A Project to Evaluate the Efficacy of a Woodchip Bioreactor for Denitrification of Tertiary Effluent from the Bolton Wastewater Treatment Plant (Lake George, Warren Country, New York)
Timeline
February 1, 2019 to December 31, 2021Description
Recent studies demonstrate that outdated wastewater treatment plants in the village of Lake George and the town of Bolton in upstate New York have been discharging water with an excess of environmentally damaging nitrate-nitrogen and ammonia-nitrogen. In response, researchers will explore the application and efficacy of a woodchip bioreactor, installed one year ago in the town of Bolton, in combating excess levels of these chemicals discharged from treatment plants.
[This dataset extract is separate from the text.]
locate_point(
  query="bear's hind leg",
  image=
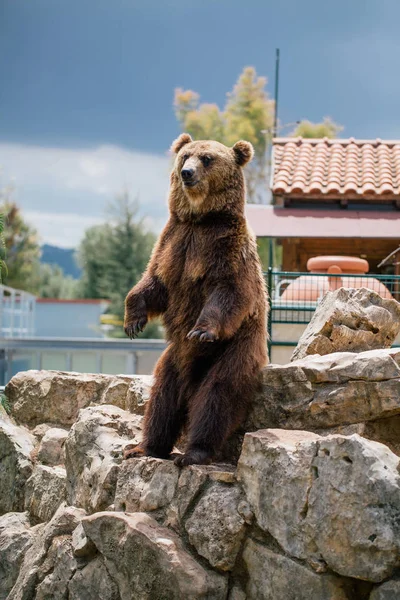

Excess nitrate-nitrogen and ammonia-nitrogen harms local biodiversity, ecology, and water quality and spans beyond the Lake George drainage basin into the Lake Champlain drainage basin.
Researchers will study the chemical makeup of wastewater discharged from the woodchip bioreactor and compare it to the wastewater not “treated” by the bioreactor as well as past water chemistry records from “treated” wastewater. The project will include bi-weekly sampling of measures such as pH, temperature, and nitrate-nitrogen/ammonia-nitrogen levels from sampling sites in tributaries that flow into Lake George. The project includes outreach to educate communities, municipalities, and agencies across the drainage basins through field trips to the demonstration bioreactor site.